O produtor, compositor e multi-instrumentista britânico Devonté Hynes, que se apresenta sob o pseudônimo de Blood Orange, é um artista conhecido pela ampla atuação musical. Tem 3 discos na bagagem — sendo o mais recente Essex Honey — e transita entre o R&B, pop e soul. Seu nome vem circulando recentemente também nas editorias de cinema, por ter assinado a trilha de O Convite.

O longa marca a colaboração do músico Devonté Hynes com a diretora Olivia Wilde neste longa-metragem de suspense. A trama acompanha um jantar de celebração em que tensões e segredos vêm à tona entre os convidados. Para a produção musical, Hynes desenvolveu composições ao piano e arranjos de cordas que entram e saem de cena em momentos estratégicos da história, acompanhando o desenvolvimento das personagens e o ritmo do enredo até o desfecho.

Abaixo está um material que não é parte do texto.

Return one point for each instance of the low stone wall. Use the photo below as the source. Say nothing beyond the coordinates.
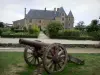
(66, 45)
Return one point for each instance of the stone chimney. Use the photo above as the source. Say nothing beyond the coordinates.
(55, 10)
(25, 13)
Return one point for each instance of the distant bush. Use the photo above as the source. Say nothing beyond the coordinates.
(0, 31)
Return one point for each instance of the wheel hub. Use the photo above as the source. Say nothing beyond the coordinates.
(55, 59)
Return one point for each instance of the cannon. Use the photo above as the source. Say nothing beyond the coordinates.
(54, 57)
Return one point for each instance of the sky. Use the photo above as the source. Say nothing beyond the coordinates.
(83, 10)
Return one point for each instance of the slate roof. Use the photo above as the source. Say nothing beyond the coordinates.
(42, 14)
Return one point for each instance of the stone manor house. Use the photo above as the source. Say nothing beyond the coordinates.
(43, 17)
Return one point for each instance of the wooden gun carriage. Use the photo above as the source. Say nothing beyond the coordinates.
(54, 57)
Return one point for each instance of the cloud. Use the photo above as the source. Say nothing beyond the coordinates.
(85, 10)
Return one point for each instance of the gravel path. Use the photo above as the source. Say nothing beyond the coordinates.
(69, 50)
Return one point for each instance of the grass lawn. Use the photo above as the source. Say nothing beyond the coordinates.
(12, 63)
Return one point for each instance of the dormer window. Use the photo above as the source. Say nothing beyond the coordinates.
(62, 14)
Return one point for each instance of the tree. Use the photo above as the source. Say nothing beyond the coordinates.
(94, 26)
(54, 27)
(33, 29)
(80, 26)
(1, 25)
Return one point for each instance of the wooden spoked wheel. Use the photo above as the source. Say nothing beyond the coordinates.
(55, 58)
(31, 57)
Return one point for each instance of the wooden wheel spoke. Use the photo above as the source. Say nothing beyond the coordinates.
(59, 65)
(55, 67)
(50, 64)
(52, 68)
(32, 60)
(60, 52)
(49, 57)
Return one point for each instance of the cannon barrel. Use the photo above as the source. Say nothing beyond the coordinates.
(32, 43)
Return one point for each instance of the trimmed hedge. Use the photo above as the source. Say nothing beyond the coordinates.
(19, 35)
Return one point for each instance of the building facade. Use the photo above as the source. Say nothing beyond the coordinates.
(43, 17)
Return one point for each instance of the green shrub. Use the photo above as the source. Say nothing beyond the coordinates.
(53, 28)
(34, 29)
(72, 33)
(95, 34)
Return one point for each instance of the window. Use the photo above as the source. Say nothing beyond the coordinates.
(39, 21)
(63, 19)
(30, 20)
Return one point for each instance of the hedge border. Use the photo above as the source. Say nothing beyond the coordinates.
(66, 45)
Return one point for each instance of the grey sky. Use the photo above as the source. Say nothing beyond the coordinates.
(83, 10)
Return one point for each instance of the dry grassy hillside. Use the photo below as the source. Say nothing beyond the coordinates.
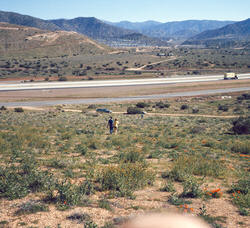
(27, 41)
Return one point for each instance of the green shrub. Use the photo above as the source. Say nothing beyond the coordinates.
(169, 187)
(82, 149)
(31, 207)
(142, 105)
(62, 79)
(18, 109)
(103, 203)
(191, 188)
(134, 110)
(241, 125)
(125, 178)
(79, 217)
(177, 201)
(223, 108)
(184, 106)
(131, 156)
(196, 165)
(161, 105)
(3, 108)
(241, 147)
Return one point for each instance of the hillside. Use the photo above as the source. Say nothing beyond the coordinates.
(28, 41)
(89, 26)
(174, 30)
(24, 20)
(230, 35)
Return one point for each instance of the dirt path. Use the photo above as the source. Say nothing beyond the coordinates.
(148, 114)
(151, 64)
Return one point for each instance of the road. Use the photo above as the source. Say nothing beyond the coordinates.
(122, 99)
(110, 83)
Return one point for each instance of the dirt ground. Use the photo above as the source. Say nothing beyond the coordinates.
(121, 91)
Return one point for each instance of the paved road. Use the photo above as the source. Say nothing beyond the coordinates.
(106, 83)
(122, 99)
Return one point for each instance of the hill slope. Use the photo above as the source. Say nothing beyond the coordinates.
(28, 41)
(233, 35)
(173, 30)
(89, 26)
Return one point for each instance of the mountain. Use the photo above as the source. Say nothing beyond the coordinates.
(136, 26)
(89, 26)
(232, 34)
(183, 29)
(27, 41)
(24, 20)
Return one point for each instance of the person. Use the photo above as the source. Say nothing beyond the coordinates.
(116, 123)
(110, 125)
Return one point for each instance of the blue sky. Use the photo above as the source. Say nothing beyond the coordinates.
(132, 10)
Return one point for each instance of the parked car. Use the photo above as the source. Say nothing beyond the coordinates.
(103, 110)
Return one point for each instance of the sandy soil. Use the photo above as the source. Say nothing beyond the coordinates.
(121, 91)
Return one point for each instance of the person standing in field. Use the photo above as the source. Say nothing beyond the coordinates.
(116, 123)
(110, 125)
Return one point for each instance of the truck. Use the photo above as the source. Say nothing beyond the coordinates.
(230, 76)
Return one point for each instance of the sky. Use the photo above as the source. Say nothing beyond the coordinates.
(132, 10)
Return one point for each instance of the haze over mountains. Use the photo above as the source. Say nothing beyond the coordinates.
(153, 33)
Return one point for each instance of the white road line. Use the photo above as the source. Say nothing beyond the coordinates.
(130, 82)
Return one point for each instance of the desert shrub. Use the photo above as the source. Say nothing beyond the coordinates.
(191, 188)
(62, 79)
(105, 204)
(177, 201)
(197, 129)
(133, 110)
(79, 217)
(242, 186)
(18, 109)
(168, 187)
(195, 110)
(184, 107)
(241, 147)
(87, 187)
(223, 108)
(31, 207)
(125, 178)
(18, 182)
(131, 156)
(244, 96)
(3, 108)
(160, 104)
(92, 106)
(68, 194)
(196, 165)
(82, 149)
(241, 125)
(142, 105)
(90, 224)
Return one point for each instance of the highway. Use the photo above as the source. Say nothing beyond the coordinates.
(121, 99)
(109, 83)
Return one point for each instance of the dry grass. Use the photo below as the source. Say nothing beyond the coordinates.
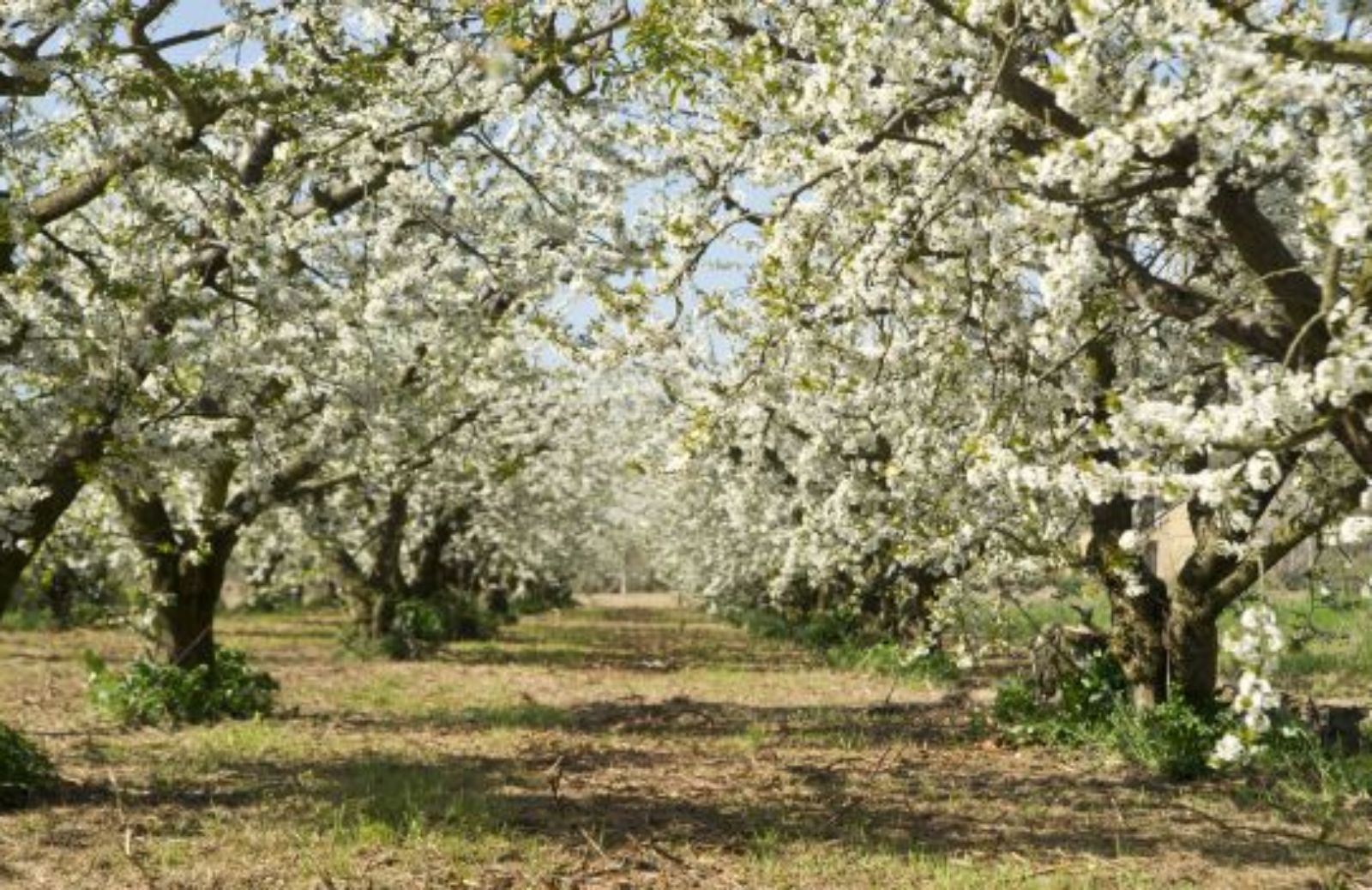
(628, 743)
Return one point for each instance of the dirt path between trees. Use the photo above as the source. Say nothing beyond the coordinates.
(626, 743)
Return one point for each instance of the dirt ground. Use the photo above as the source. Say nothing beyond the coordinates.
(626, 743)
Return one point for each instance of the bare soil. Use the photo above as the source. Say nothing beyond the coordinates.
(628, 743)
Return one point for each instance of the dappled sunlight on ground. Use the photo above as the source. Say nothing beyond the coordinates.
(623, 743)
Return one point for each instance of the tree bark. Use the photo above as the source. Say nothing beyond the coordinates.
(1194, 650)
(190, 605)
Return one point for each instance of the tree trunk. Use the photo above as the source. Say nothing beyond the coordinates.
(1138, 640)
(1194, 652)
(191, 585)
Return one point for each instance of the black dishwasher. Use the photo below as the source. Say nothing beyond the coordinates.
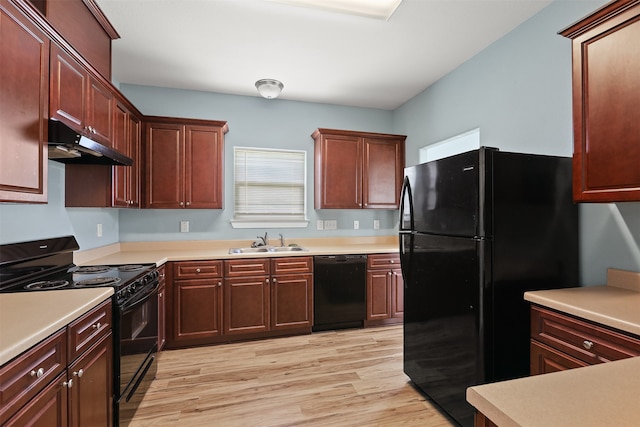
(339, 288)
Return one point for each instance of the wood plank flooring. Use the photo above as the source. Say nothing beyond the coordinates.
(336, 378)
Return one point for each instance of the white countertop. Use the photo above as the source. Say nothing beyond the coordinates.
(26, 318)
(606, 394)
(161, 252)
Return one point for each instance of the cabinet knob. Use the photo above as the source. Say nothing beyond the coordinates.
(38, 373)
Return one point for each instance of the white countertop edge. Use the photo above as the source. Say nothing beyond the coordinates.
(16, 338)
(598, 395)
(595, 310)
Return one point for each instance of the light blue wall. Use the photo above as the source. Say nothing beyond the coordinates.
(518, 92)
(19, 222)
(254, 122)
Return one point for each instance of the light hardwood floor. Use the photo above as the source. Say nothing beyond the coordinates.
(344, 378)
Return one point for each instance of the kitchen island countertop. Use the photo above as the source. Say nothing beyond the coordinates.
(598, 395)
(26, 318)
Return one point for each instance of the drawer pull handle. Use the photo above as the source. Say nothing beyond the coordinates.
(38, 373)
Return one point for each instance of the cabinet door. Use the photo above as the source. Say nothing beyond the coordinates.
(99, 113)
(545, 360)
(120, 196)
(606, 117)
(47, 409)
(291, 302)
(165, 169)
(246, 305)
(91, 394)
(397, 294)
(338, 169)
(68, 89)
(203, 167)
(197, 310)
(24, 95)
(383, 171)
(378, 294)
(133, 172)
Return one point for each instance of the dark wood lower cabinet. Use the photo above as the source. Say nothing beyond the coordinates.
(66, 380)
(213, 301)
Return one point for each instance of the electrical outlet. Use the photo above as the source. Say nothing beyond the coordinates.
(330, 224)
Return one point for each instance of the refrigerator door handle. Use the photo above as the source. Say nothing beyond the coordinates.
(406, 190)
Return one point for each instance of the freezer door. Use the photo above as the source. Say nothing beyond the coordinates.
(443, 339)
(449, 196)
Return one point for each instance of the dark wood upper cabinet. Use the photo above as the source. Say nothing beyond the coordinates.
(83, 25)
(357, 170)
(184, 163)
(606, 95)
(80, 100)
(24, 99)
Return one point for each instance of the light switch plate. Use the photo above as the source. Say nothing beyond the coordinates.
(330, 224)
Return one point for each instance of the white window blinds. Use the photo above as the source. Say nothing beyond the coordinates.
(269, 185)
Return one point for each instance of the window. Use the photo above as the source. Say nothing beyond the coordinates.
(466, 141)
(269, 188)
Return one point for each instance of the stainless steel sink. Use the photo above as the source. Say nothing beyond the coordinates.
(264, 249)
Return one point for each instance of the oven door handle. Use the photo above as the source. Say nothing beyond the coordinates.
(140, 378)
(140, 297)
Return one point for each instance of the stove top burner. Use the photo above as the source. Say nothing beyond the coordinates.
(97, 281)
(46, 284)
(92, 269)
(131, 267)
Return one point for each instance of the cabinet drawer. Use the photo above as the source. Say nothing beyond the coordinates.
(291, 265)
(24, 377)
(246, 267)
(383, 261)
(89, 329)
(580, 339)
(197, 269)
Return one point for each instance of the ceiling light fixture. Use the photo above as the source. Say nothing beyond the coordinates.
(377, 9)
(269, 88)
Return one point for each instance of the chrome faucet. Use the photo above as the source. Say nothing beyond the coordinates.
(265, 239)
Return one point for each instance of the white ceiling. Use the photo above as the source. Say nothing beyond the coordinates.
(224, 46)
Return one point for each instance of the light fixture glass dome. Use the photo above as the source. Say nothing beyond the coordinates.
(269, 88)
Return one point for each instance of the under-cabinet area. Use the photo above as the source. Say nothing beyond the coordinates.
(66, 379)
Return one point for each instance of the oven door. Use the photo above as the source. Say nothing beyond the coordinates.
(137, 343)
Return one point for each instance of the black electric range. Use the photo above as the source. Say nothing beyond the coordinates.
(45, 265)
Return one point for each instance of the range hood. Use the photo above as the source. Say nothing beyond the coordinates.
(68, 146)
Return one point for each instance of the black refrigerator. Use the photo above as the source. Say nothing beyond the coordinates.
(477, 230)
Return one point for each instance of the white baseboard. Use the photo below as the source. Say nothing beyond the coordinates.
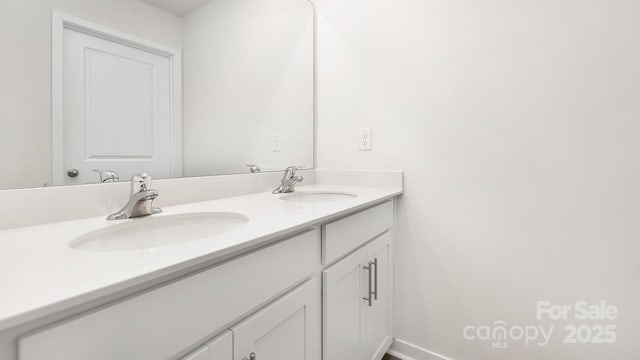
(406, 351)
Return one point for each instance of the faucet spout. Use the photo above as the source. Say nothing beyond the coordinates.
(140, 202)
(289, 181)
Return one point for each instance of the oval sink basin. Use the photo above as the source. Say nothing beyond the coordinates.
(156, 231)
(317, 196)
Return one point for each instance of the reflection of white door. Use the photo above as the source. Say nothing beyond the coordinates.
(118, 109)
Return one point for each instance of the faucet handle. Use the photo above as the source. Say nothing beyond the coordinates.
(140, 182)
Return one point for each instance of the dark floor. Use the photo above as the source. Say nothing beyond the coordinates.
(389, 357)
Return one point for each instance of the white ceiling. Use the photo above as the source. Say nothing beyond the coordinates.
(178, 7)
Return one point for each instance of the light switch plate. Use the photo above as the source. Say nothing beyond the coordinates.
(276, 142)
(364, 139)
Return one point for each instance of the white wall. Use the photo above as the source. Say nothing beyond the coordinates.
(248, 73)
(25, 65)
(517, 126)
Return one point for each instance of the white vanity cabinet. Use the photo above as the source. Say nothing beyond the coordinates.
(358, 289)
(220, 348)
(323, 294)
(287, 329)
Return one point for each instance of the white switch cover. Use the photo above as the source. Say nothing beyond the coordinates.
(276, 142)
(364, 139)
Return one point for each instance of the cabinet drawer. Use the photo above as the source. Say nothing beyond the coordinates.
(165, 321)
(345, 235)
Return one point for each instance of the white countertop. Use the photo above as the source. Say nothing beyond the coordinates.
(40, 274)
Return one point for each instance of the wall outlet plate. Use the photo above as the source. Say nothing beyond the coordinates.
(364, 139)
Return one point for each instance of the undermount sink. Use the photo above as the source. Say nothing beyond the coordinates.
(156, 231)
(317, 196)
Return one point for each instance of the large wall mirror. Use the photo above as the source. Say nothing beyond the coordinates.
(97, 90)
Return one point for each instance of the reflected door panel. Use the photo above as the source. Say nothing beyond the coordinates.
(117, 111)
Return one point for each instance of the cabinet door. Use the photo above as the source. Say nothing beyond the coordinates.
(343, 308)
(201, 353)
(379, 315)
(220, 348)
(287, 329)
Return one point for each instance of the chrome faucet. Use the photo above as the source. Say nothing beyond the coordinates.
(289, 180)
(107, 176)
(140, 199)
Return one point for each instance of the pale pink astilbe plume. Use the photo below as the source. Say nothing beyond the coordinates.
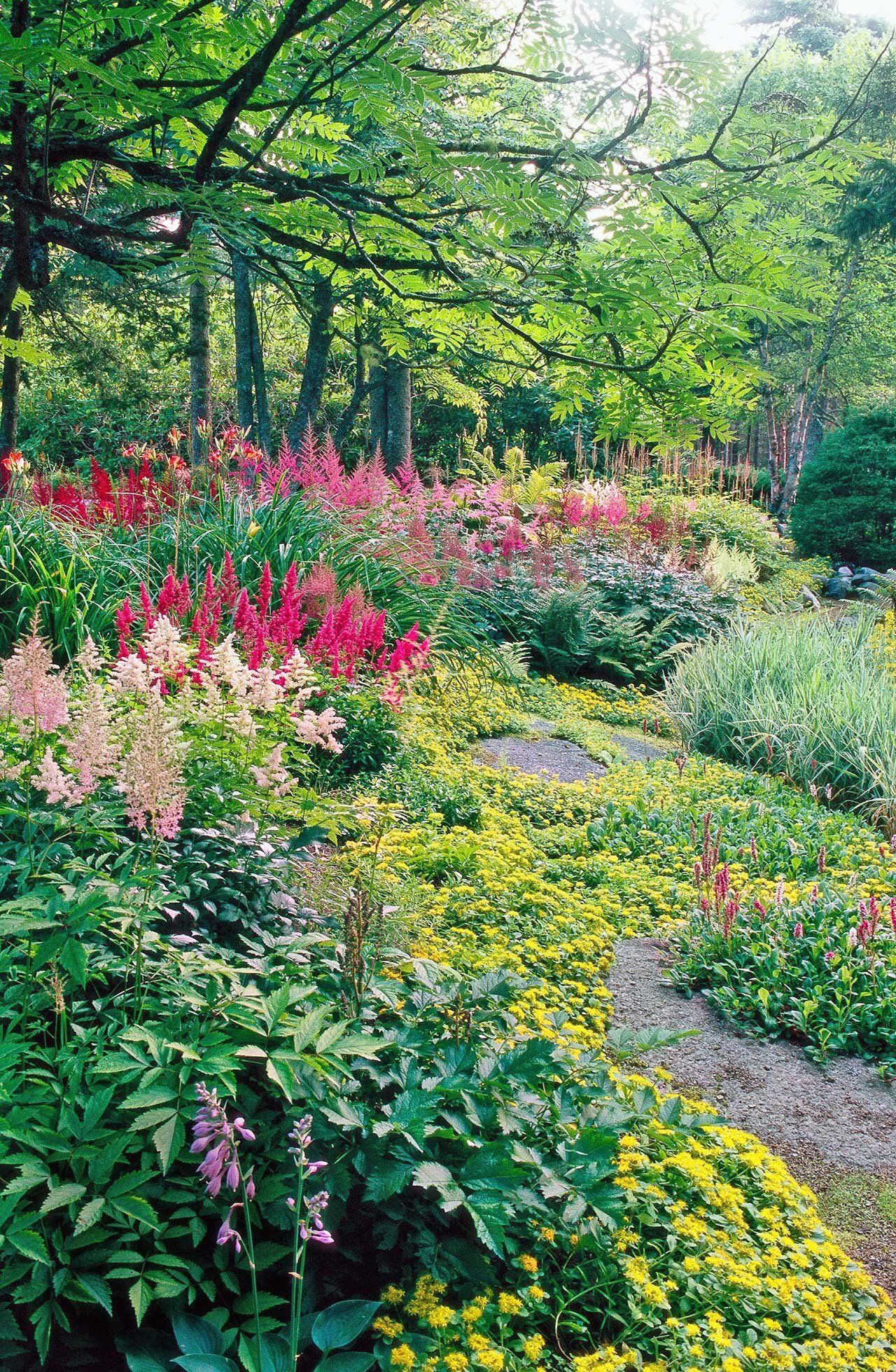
(92, 747)
(58, 785)
(272, 775)
(36, 691)
(318, 730)
(151, 774)
(165, 651)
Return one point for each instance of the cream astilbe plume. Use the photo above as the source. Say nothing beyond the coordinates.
(92, 745)
(57, 784)
(228, 669)
(265, 692)
(298, 677)
(274, 775)
(165, 651)
(34, 689)
(151, 774)
(318, 730)
(131, 675)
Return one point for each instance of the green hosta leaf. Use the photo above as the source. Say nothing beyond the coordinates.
(342, 1323)
(205, 1363)
(195, 1336)
(347, 1363)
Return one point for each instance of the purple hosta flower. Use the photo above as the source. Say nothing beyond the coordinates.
(301, 1140)
(218, 1137)
(312, 1228)
(227, 1234)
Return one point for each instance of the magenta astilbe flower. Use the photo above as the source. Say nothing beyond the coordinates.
(34, 688)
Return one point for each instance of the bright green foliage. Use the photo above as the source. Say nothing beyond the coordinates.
(847, 499)
(803, 698)
(799, 970)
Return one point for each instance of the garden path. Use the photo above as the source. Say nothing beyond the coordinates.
(834, 1125)
(557, 756)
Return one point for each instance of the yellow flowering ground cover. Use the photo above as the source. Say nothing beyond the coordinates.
(721, 1263)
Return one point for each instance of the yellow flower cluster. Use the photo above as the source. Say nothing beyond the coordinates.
(751, 1279)
(481, 1334)
(721, 1263)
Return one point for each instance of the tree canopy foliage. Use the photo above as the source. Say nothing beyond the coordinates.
(493, 197)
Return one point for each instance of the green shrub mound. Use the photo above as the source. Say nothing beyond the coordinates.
(847, 499)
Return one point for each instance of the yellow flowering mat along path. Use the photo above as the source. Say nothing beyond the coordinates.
(833, 1124)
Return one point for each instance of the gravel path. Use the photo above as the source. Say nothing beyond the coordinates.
(834, 1125)
(827, 1123)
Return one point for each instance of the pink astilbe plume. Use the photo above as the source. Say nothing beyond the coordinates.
(151, 774)
(34, 691)
(58, 787)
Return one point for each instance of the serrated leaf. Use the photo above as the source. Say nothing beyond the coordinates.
(90, 1214)
(62, 1196)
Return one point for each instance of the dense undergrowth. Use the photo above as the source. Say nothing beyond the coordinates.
(258, 911)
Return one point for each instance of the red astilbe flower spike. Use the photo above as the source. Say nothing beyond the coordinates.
(146, 605)
(265, 589)
(288, 622)
(318, 590)
(102, 490)
(125, 616)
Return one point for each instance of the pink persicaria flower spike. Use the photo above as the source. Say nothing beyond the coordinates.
(34, 691)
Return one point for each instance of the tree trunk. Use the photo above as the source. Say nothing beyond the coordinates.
(806, 424)
(378, 408)
(320, 333)
(200, 368)
(397, 413)
(260, 377)
(20, 179)
(10, 389)
(243, 339)
(358, 391)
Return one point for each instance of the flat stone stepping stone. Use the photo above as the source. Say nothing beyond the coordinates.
(534, 756)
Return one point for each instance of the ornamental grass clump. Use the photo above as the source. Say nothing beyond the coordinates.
(807, 699)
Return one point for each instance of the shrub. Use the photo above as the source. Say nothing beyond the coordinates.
(736, 525)
(846, 504)
(807, 699)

O artista também mantém suas atividades de estúdio como produtor fonográfico. Seu nome consta nos créditos de arranjos e produção de faixas e álbuns de cantoras do circuito pop e alternativo, como Lorde, Solange e Sky Ferreira. No primeiro semestre deste ano, Blood Orange realizou sua primeira apresentação em palcos brasileiros ao integrar a programação oficial do Lollapalooza Brasil.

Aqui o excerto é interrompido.